Mortgage rates in the United States have reached the highest point since November 2023, which is expected to become worse as the Fed tries to address persistent high inflation.
The typical 30-year fixed-rate mortgage in the United States reached 7.50% on Tuesday, which is the highest rate in five months, according to data from Mortgage News Daily.
Although the average 30-year rate decreased to 7.41% on Thursday, it is not anticipated to drop much further.

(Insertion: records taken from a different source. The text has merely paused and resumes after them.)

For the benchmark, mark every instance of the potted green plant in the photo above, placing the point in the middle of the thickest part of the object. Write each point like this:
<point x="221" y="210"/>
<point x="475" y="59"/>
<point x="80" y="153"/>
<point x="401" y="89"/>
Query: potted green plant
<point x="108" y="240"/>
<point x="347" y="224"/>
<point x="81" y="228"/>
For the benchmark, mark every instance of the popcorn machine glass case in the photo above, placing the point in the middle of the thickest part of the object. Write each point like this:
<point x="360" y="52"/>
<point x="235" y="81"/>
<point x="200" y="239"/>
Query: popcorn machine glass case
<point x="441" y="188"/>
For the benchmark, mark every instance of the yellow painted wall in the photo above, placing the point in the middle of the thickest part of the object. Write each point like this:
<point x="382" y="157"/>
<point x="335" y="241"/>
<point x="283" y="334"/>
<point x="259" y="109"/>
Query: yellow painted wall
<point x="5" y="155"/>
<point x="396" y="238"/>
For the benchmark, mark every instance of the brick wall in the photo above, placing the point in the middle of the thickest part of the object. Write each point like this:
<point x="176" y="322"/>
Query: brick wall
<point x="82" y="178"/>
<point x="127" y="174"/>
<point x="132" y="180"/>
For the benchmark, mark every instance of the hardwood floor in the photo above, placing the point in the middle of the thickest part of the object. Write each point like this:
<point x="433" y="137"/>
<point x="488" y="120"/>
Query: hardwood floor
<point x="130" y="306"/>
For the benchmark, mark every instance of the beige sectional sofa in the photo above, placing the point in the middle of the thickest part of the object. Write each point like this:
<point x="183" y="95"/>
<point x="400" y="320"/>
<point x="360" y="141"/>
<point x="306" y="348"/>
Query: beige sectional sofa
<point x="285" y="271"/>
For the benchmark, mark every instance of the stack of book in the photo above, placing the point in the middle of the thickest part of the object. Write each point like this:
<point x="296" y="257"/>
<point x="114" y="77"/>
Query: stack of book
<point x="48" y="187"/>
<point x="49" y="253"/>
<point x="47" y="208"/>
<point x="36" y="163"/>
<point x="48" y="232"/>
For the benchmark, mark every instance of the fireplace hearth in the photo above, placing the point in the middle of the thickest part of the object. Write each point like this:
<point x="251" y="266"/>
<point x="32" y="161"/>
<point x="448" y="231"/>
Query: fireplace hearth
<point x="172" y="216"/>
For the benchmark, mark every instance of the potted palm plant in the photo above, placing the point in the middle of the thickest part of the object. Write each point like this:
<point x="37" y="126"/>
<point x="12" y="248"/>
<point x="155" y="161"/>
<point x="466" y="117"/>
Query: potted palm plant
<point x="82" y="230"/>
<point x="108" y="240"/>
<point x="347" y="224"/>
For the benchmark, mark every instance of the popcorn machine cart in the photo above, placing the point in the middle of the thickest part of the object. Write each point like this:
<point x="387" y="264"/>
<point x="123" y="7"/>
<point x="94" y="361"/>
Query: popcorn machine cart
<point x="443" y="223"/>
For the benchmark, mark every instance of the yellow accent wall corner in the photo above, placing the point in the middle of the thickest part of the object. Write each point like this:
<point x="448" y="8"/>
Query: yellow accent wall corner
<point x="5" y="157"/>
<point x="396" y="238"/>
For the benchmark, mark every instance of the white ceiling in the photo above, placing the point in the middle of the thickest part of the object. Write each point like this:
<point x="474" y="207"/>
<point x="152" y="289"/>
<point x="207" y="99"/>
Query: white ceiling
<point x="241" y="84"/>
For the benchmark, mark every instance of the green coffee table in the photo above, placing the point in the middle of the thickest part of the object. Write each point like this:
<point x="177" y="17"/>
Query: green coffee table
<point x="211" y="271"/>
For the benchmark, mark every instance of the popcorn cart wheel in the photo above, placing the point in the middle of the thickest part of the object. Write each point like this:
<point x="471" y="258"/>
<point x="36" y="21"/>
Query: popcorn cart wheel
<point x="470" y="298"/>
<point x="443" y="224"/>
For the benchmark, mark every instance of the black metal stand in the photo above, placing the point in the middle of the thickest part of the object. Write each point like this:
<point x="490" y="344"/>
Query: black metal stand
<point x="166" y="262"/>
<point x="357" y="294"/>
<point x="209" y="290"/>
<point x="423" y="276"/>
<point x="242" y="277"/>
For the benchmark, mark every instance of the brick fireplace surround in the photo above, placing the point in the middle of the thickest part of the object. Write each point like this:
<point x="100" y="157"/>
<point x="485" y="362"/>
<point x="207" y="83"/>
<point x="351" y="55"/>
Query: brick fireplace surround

Realtor.com’s chief economist, Danielle Hale, indicated that the average 30-year fixed mortgage could reach 8% if the U.S. Central Bank continues to maintain interest rates at the current level.

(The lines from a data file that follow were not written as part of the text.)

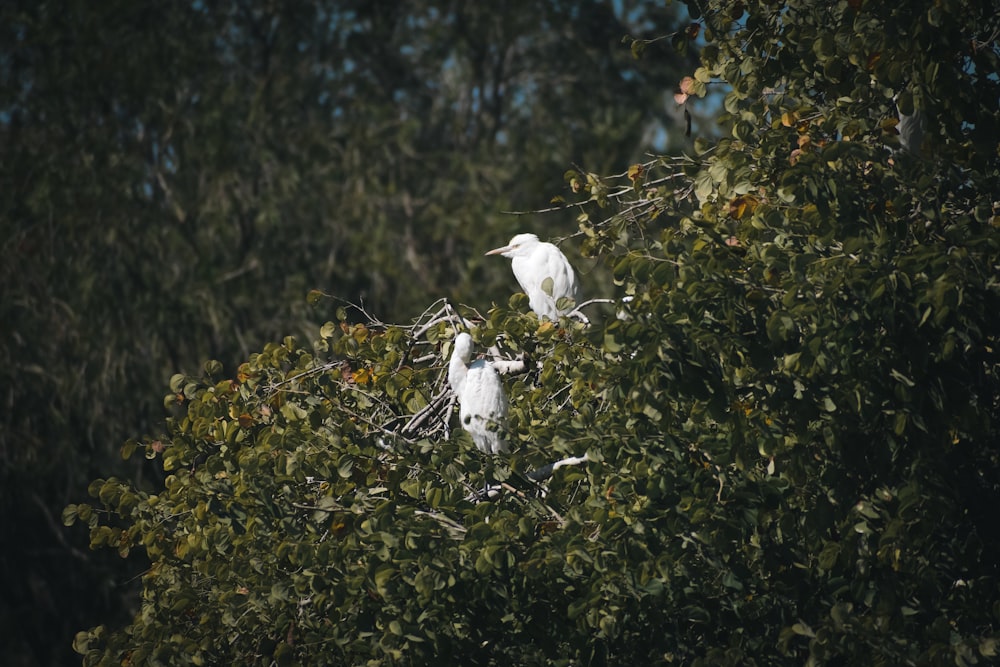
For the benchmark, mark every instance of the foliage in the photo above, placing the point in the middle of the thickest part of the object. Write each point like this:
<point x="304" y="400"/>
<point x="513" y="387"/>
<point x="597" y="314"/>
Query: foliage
<point x="790" y="424"/>
<point x="175" y="177"/>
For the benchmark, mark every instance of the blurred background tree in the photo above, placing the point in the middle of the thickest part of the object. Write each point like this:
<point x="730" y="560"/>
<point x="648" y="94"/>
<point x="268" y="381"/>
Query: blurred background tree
<point x="176" y="177"/>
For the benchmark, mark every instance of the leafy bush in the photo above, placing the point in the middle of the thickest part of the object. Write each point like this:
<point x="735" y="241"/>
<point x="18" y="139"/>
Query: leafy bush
<point x="789" y="426"/>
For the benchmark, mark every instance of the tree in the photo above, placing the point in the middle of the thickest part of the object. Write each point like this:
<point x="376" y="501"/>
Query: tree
<point x="789" y="426"/>
<point x="176" y="178"/>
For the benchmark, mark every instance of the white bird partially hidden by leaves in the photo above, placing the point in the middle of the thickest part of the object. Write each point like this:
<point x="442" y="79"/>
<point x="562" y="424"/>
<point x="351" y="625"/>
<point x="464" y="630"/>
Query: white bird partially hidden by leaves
<point x="481" y="398"/>
<point x="543" y="272"/>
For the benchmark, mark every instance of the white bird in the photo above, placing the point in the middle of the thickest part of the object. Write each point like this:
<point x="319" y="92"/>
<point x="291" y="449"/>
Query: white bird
<point x="481" y="399"/>
<point x="543" y="272"/>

“A lot will depend on how the next couple of inflation readings come in,” said Hale, per Realtor.com. “If inflation goes down, mortgage rates will start to ease back down.”

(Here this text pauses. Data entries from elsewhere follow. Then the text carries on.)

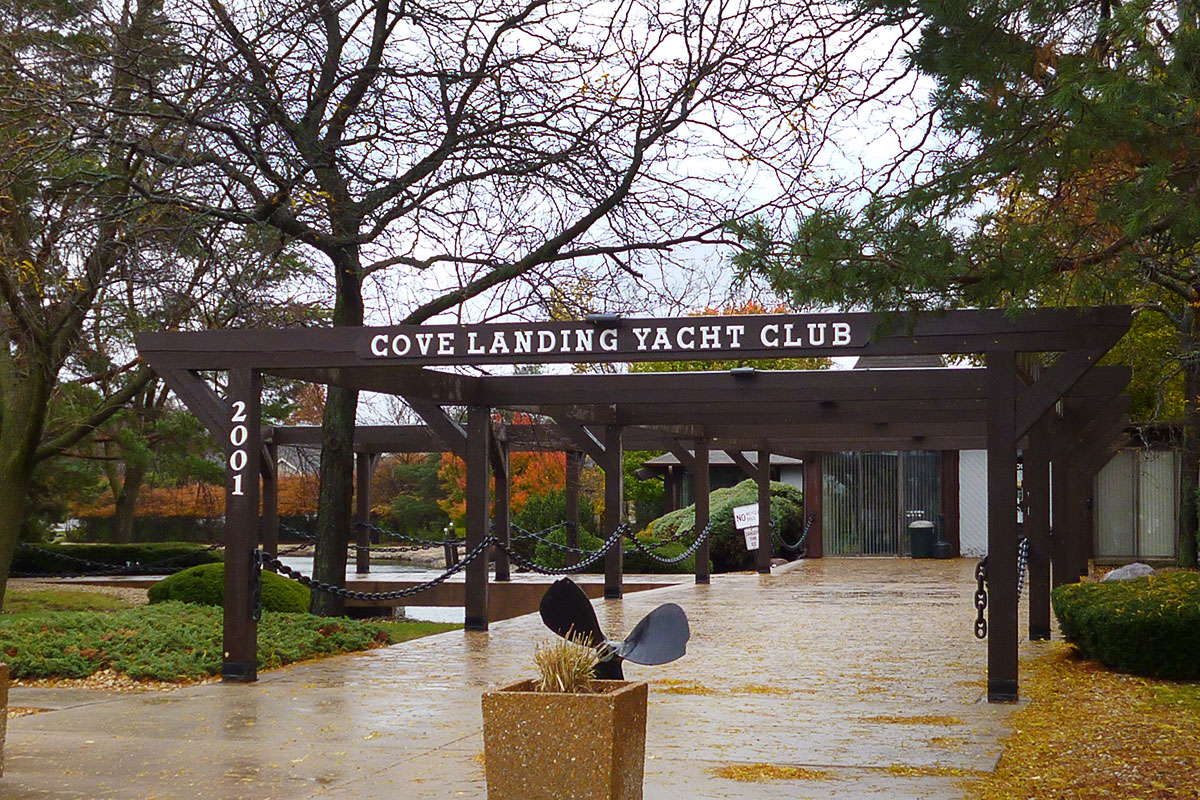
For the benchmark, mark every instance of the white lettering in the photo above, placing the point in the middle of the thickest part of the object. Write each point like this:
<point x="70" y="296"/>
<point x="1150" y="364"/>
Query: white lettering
<point x="397" y="340"/>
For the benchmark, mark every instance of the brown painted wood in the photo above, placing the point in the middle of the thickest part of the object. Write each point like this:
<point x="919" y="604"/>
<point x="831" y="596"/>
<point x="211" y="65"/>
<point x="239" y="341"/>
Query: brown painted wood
<point x="1036" y="491"/>
<point x="762" y="558"/>
<point x="613" y="510"/>
<point x="814" y="503"/>
<point x="502" y="527"/>
<point x="269" y="531"/>
<point x="243" y="449"/>
<point x="479" y="431"/>
<point x="951" y="515"/>
<point x="574" y="473"/>
<point x="1002" y="630"/>
<point x="699" y="469"/>
<point x="363" y="473"/>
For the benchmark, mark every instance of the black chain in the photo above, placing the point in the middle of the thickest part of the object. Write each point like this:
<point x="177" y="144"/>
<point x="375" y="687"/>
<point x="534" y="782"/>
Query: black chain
<point x="593" y="555"/>
<point x="256" y="588"/>
<point x="691" y="548"/>
<point x="981" y="599"/>
<point x="1023" y="560"/>
<point x="282" y="569"/>
<point x="804" y="536"/>
<point x="102" y="567"/>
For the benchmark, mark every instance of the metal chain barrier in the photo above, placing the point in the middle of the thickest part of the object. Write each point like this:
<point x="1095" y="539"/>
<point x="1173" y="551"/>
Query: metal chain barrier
<point x="277" y="566"/>
<point x="593" y="555"/>
<point x="981" y="599"/>
<point x="691" y="548"/>
<point x="804" y="536"/>
<point x="102" y="567"/>
<point x="1023" y="560"/>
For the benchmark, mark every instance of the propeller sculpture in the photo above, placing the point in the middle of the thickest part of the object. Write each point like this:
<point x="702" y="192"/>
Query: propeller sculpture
<point x="659" y="638"/>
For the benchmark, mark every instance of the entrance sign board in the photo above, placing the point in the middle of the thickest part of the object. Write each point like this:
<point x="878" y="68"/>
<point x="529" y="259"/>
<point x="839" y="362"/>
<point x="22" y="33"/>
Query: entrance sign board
<point x="745" y="516"/>
<point x="616" y="340"/>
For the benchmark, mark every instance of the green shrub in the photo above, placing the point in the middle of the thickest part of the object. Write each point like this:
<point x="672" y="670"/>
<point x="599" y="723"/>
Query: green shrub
<point x="634" y="559"/>
<point x="204" y="585"/>
<point x="172" y="555"/>
<point x="727" y="548"/>
<point x="175" y="641"/>
<point x="1147" y="626"/>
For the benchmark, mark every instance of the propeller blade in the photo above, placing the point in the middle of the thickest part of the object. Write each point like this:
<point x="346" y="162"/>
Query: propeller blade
<point x="565" y="609"/>
<point x="659" y="638"/>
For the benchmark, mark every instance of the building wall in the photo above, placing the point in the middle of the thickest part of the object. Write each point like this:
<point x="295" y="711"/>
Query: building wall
<point x="973" y="503"/>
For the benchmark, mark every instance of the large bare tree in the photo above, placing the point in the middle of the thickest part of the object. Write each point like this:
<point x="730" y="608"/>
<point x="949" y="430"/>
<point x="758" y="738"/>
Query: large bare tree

As reported by The Dallas Express, U.S. inflation was up 3.5% year over year in March, well above the Fed’s 2% target. Fed Chair Jerome Powell has reiterated that policymakers are unlikely to lower rates until data suggests that inflation is reliably moving toward the 2% goal.
“We’ll need greater confidence that inflation is moving sustainably towards 2% before [it will be] appropriate to ease policy,” Powell said Tuesday during a policy forum focused on U.S.-Canada economic relations. “The recent data have clearly not given us greater confidence and instead indicate that it’s likely to take longer than expected to achieve that confidence.”
Freddie Mac’s chief economist, Sam Khater, suggested that the mix of inflation and high interest rates has caused many people to pause their homebuying plans until after conditions have improved.
“As rates trend higher, potential homebuyers are deciding whether to buy before rates rise even more or hold off in hopes of decreases later in the year,” he said in a statement to CNN.
According to Realtor.com, the national median home price in March was $424,900, or 0.2% higher than the previous month. If a homebuyer puts down 10% on a 30-year mortgage, a Bankrate Mortgage Calculator shows that their average monthly payment would be about $2,700.
Although housing costs continue to soar across the United States, Hale does not anticipate the same spike in home prices as in 2023.
“We’ll see the usual climb from spring into summer, but I don’t think we’ll see a big jump over prices one year ago since many homebuyers are already at the edge of their budgets,” she said, per Realtor.com.